5.3. Magmatic Intrusion and Metallogenic Age

Previous studies concluded that the large-scale W-Sn mineralization in the Nanling Range is the result of the superposition of multiple magmatic-hydrothermal events. Many radiometric dating studies using various methods (such as Re–Os, Ar–Ar, LA-ICP-MS, SHRIMP, etc.) have been undertaken on the tungsten-tin ore fields/deposits in the Nanling Range, including the Xitian tungsten-tin polymetallic ore field [13], Shizhuyuan tungsten-tin deposit [4,15], Yaogangxian tungsten-tin deposit [16], Xianghualing tin polymetallic ore field [6], and others. The results show that formation of these tungsten-tin ore fields/deposits is predominantly related to multi-stage magmatic activities during the Yanshanian [17,18,19,20,21]. In addition, W−Sn metallogenic activities and associated magmatism are also reported from the Triassic (210–240 Ma) [61,62] and Silurian [63], suggesting good metallogenic potential. Previous studies have thoroughly documented the multi-stage metallogenic events in the Nanling Range, including the Caledonian, Indosinian, and Yanshanian metallogenic periods.
The results of this study show that the granites in the Xianghualing ore field contain magmatic or hydrothermal zircons mainly of Late Cretaceous (~80 Ma) and Early Cretaceous (~120 Ma) origin, in addition to Jurassic (~161 Ma), Triassic (~206 Ma), and Paleozoic (~347 Ma) zircons. The Late Cretaceous zircons show mainly the characteristics of hydrothermal alteration, with a small number of Early Cretaceous zircons showing magmatic characteristics (Figure 13), implying that the Late Cretaceous zircons were formed by a period of intense hydrothermal superposition, which may be related to the deep magmatic-hydrothermal activities of the Early Cretaceous or may be caused by the intrusion of small dykes in the area.
The Mashibei and Tongtianmiao plutons also contain Jurassic and a small amount of Triassic and Paleozoic magmatic or hydrothermal zircons. The Paleozoic zircons are predominantly of magmatic origin, while the Triassic and Jurassic zircons are predominantly hydrothermal (Figure 13). This suggests that Paleozoic (~347 Ma) magmatic activities (possibly accompanied by hydrothermal activities) may have taken place at deeper levels in the Mashibei and Tongtianmiao plutons, an interpretation that is supported by the presence of many Caledonian plutons related to W-Sn mineralization in southern Hunan, such as the Penggongmiao pluton (420–440 Ma) [64]. Hence, the occurrence of Paleozoic and Triassic zircons in the shallow bodies of the Mashibei pluton and Tongtianmiao pluton may be attributed to the capture of zircons from the deep Paleozoic and Triassic magmatic rocks during the uplifting emplacement of the deep magma in the dyke.

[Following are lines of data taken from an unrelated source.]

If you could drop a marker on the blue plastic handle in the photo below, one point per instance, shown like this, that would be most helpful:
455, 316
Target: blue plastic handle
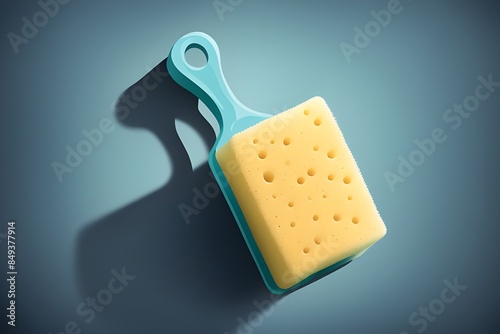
209, 85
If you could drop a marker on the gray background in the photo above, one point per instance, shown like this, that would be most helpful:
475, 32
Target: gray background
119, 207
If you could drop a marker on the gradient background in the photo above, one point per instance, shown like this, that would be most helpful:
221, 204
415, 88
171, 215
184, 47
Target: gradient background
119, 207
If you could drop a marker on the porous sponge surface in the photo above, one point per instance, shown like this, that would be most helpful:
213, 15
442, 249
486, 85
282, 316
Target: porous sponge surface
301, 192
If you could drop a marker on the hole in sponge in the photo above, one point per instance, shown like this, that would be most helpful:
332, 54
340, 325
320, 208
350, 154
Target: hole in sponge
268, 176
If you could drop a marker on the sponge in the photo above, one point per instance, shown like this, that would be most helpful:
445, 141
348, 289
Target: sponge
301, 192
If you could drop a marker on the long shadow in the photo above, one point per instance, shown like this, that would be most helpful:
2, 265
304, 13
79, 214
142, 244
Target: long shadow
196, 278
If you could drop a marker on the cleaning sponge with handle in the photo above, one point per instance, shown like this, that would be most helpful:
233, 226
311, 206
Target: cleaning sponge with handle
290, 180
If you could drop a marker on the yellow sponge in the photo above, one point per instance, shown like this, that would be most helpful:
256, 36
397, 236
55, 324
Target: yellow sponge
301, 192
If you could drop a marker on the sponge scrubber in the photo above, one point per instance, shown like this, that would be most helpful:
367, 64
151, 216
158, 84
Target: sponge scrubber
301, 192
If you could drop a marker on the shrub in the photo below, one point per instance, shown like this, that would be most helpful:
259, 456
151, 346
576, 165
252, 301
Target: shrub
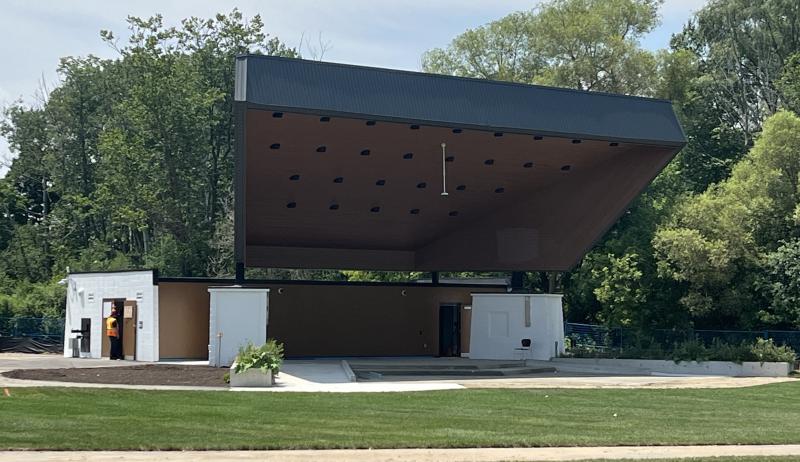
267, 357
766, 351
690, 350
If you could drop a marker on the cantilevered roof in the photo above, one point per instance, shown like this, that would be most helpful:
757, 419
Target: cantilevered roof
341, 166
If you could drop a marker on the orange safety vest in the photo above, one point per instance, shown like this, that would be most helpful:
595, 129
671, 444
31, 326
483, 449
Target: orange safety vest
111, 327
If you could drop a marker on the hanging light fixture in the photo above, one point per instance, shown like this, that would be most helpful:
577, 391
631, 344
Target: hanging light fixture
444, 170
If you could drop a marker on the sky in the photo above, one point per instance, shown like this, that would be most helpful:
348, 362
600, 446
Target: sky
381, 33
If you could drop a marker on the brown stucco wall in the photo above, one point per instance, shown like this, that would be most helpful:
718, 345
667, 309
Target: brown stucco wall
183, 320
323, 320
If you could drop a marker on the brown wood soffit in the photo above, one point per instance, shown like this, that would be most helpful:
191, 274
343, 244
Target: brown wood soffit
332, 192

In addition, part of W-Sn mineralization events in southern Hunan show close affinity with Triassic and Silurian intrusive rocks, so these two magmatic activities in the depth of Xianghualing may also provide the material basis for tin mineralization in Late Jurassic and Cretaceous.

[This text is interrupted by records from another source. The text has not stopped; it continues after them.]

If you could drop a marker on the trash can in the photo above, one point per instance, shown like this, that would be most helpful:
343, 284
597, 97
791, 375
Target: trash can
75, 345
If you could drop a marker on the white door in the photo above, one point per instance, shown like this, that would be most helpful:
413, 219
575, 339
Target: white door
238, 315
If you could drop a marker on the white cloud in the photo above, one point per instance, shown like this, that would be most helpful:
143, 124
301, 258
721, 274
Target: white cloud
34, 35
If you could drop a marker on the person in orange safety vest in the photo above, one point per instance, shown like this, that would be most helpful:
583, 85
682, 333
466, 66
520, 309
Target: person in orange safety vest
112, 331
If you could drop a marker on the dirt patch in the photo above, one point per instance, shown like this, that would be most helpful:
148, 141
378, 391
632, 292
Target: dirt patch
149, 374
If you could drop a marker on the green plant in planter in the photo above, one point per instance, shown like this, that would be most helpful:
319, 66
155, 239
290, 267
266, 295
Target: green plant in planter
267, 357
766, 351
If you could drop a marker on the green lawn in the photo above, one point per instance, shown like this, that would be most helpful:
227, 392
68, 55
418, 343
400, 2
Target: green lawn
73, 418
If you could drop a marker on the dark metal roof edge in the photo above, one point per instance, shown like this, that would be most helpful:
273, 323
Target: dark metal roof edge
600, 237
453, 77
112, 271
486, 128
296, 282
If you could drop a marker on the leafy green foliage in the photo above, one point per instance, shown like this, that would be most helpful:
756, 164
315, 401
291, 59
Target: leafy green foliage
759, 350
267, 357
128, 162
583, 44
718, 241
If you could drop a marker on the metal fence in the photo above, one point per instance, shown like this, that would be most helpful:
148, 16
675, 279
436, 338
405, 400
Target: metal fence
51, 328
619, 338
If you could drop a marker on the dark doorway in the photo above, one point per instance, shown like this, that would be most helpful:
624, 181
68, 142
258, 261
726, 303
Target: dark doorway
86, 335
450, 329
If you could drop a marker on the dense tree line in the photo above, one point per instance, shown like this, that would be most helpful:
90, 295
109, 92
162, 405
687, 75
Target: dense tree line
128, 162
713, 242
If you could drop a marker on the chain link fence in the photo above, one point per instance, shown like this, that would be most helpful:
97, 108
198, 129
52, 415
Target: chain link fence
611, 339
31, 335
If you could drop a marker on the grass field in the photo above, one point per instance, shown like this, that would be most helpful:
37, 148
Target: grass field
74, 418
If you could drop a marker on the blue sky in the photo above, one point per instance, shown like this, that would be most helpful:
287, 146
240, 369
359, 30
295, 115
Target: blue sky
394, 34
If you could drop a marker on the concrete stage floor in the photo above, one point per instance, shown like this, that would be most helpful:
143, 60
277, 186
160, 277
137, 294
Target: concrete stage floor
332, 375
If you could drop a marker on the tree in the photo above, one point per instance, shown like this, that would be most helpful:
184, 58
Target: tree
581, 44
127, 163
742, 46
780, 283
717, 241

Combining the dating results of zircons from three different plutons in this paper with previous studies on the Laiziling pluton, the geochronological framework of magmatic intrusion and metallogenic processes in the Xianghualing ore field can be divided into four main periods: (1) during the Paleozoic (Silurian) and Triassic, intrusion of granitoids (possibly accompanied by hydrothermal activities) may have occurred in the deeper parts of the ore field, which led to the initial enrichment of tin elements and provided a source for the large-scale tin mineralization in the Jurassic and Cretaceous; (2) during the Jurassic (~161 Ma), magma intruded to a shallower level and interacted with the wall rocks capturing some Triassic (~206 Ma) and Paleozoic (~347 Ma) zircons, with tin mineralization developing in the contact areas in the form of skarn; (3) magmatic activity in the Early Cretaceous (~120 Ma), partly manifested as small dykes, hydrothermally altered some zircons; (4) renewed magmatism accompanied by strong hydrothermal activity happened during the Late Cretaceous (~80 Ma), and these events may have contributed more tungsten-tin mineralization.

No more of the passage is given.